Dachte eigendlich das es heutzutage schon gute Solarpumpen gibt bzw. man einen Teich ohne Pumpe machen kann! Es gab doch zu omas Zeiten auch schon Teiche aber keine Pumpen ! Oder nicht???
Lg Heike


----------



## Digicat (11. Mai 2010)

*AW: Neuling und viele Fragen!*

Servus Heike

Herzlich Willkommen

Wennst keine Fische in den Teich tust, geht`s auch ohne Strom 

Gegen die Algen hilft dann reichlich Pflanzen pflanzen .....

Wichtig !!!!

Noch ein nützlicher Link


----------



## sprinter616 (11. Mai 2010)

*AW: Neuling und viele Fragen!*

Ja klar aber zu Omas Zeiten war die Sonne auch weniger agressiv und der Eintrag von Schadstoffen,Düngern usw geringer!!!
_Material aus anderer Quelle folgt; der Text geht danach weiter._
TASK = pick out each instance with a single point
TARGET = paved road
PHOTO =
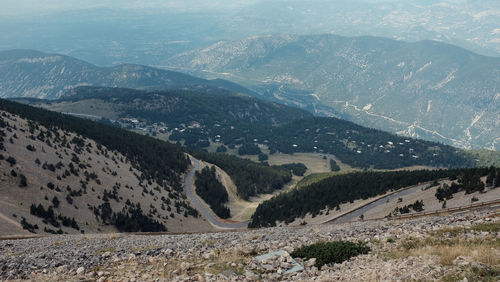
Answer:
(206, 212)
(356, 213)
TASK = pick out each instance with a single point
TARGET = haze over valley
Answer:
(249, 140)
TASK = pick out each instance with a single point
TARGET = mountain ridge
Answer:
(31, 73)
(412, 88)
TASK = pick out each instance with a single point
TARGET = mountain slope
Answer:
(240, 121)
(29, 73)
(65, 174)
(425, 89)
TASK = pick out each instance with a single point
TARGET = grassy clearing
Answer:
(447, 244)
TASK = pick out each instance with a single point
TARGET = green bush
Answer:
(328, 252)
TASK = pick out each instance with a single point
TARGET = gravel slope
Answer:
(230, 255)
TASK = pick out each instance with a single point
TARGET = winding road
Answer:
(350, 216)
(204, 210)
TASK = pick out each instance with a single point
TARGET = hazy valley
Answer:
(258, 140)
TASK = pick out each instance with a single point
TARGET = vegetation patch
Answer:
(342, 188)
(331, 252)
(209, 188)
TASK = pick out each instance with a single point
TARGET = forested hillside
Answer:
(198, 118)
(329, 193)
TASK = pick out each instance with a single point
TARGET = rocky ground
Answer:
(453, 247)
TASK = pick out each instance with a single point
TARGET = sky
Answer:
(24, 8)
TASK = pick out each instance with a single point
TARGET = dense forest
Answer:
(209, 188)
(343, 188)
(249, 177)
(198, 118)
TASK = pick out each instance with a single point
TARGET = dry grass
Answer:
(481, 253)
(448, 244)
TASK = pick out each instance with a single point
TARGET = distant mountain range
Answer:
(201, 118)
(426, 89)
(29, 73)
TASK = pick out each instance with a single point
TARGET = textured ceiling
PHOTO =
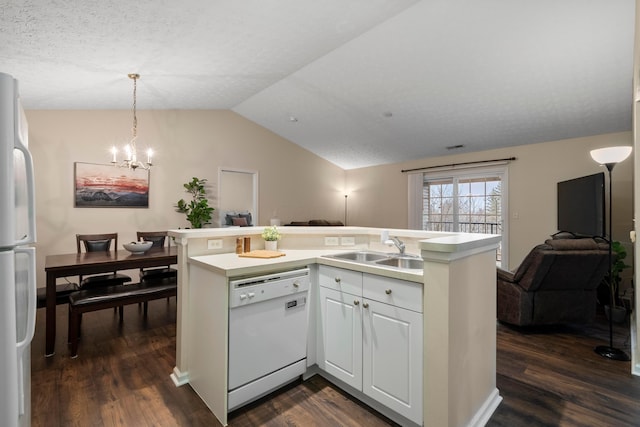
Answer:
(358, 82)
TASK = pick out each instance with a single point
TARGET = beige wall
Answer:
(294, 184)
(378, 196)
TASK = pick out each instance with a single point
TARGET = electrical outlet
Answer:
(214, 244)
(348, 241)
(331, 241)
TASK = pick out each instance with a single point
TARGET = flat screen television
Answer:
(581, 205)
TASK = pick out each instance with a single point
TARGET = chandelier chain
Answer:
(135, 118)
(131, 153)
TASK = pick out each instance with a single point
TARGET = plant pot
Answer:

Zudem war die Umwelt damals bedeutend sauberer!!!

Mfg Tom


----------



## Eugen (11. Mai 2010)

*AW: Neuling und viele Fragen!*

Hi Heike,

natürlich geht ein Teich auch ohne Pumpe ua.
funzt bei mir schon lange 
aber halt: NO FISH


----------



## heike74 (11. Mai 2010)

*AW: Neuling und viele Fragen!*

Hat zufällig noch jemand ne Antwort wegen dem Überlauf????
Brauche ich soetwas(zb. wegen Regen etc.),wenn ja wie mache ich das ???
Danke Euch allen für die Hilfe!


----------



## sprinter616 (11. Mai 2010)

*AW: Neuling und viele Fragen!*

Gestaltet sich bei fertigbecken etwas schwieriger!

Du kannst nur ziemlich nah an der Oberkante einen Schlauchstutzen einkleben um einen gezielten Überlauf zu gestalten!!!


Mfg Tom


----------



## heike74 (11. Mai 2010)

*AW: Neuling und viele Fragen!*



sprinter616 schrieb:


> Gestaltet sich bei fertigbecken etwas schwieriger!
> 
> Du kannst nur ziemlich nah an der Oberkante einen Schlauchstutzen einkleben um einen gezielten Überlauf zu gestalten!!!
> 
> ...


Verstehe ich das richtig? In die umliegende Sumpfzone einen Schlauchstutzen und daran den Schlauch den ich dann hinleiten kann wo  mich das überlaufende Wasser nicht stört????
Zumindest das läßt sich ja alleine machen!


----------



## sprinter616 (11. Mai 2010)

*AW: Neuling und viele Fragen!*

Ja genau so!!!


----------